她把那荷包保护的很精心。本来那料子就好,她又日日供着捧着的,现在那上面的水云纹还清晰可见。摸上去滑溜溜的,一点旧迹都没有,整个像新的一样。

可这些,哪儿能跟傅姨娘说。

粟米本来是调笑着的,谁知道忽的就招来了尊大佛,赶紧挪着脚往鹤葶苈身边蹭。

“嗯?”傅姨娘蹙了蹙眉,又问了遍,“你俩在做什么?”

鹤葶苈把手伸进粟米的袖子里轻轻掐她指尖,还暗地里瞪了她一眼。粟米自然是会意,万般不情愿地抖了枚铜板出来给她,脚尖蹭着地,有点难过。

那枚铜板她是留着给房大婶让她给自己带串糖葫芦的。她月钱本就不算多,让傅姨娘左罚一次右罚一次的早就没剩了多少。现在好了,连串糖葫芦都买不起了。

“姨娘,我们俩玩呢。”鹤葶苈把掌心里的钱币拿出来给傅姨娘看,又双手合十念念有词地转悠了一大通,“藏铜板,看看是在左手还是右手?”

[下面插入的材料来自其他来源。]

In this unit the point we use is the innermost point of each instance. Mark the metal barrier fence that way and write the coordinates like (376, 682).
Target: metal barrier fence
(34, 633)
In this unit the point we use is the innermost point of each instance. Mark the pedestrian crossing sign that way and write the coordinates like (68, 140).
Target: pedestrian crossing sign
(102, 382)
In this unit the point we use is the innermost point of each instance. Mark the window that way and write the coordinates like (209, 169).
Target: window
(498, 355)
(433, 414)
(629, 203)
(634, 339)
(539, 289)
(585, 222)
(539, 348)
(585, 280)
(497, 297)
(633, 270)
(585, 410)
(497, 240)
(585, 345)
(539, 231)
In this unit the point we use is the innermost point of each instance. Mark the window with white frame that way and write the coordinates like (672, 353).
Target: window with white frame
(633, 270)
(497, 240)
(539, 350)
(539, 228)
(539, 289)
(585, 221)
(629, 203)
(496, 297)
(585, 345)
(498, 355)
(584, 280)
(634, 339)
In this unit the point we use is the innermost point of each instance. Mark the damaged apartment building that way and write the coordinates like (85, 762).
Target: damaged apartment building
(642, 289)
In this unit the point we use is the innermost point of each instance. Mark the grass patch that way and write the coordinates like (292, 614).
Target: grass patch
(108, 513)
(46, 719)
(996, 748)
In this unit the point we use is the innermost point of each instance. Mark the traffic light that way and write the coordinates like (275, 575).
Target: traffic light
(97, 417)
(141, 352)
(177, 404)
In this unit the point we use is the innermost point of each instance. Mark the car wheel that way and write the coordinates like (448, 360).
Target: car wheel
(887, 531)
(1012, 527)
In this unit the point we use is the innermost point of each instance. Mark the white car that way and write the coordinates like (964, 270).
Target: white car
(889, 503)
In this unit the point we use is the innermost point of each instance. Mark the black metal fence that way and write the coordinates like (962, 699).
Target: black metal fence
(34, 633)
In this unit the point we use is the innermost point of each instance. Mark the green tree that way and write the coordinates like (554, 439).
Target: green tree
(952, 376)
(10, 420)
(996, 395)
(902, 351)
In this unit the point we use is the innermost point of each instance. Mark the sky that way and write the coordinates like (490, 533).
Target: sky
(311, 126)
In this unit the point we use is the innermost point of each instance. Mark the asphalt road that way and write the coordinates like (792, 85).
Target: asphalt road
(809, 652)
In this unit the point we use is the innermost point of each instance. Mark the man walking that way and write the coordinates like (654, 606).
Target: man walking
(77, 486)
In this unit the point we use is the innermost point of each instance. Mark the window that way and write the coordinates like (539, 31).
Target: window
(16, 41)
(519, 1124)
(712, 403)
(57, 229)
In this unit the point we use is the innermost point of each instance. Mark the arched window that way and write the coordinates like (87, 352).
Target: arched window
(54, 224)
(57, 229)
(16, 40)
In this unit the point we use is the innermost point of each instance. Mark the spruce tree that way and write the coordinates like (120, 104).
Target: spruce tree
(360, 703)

“…得了,别玩了,给我吧。”傅姨娘斜了她一眼,伸过手把她手心里的东西抠走,“我来就是想跟你说一句,你爹有个原来的门生进京赶考来了,现在住在咱们府里。你平时出门注意着点,别让别人说了闲话。”

别人指谁?大坏心眼侯夫人和小坏心眼大姑娘。

“喏。”鹤葶苈点头应是,拨开粟米可怜巴巴拽着她衣袖子的手,送傅姨娘出门。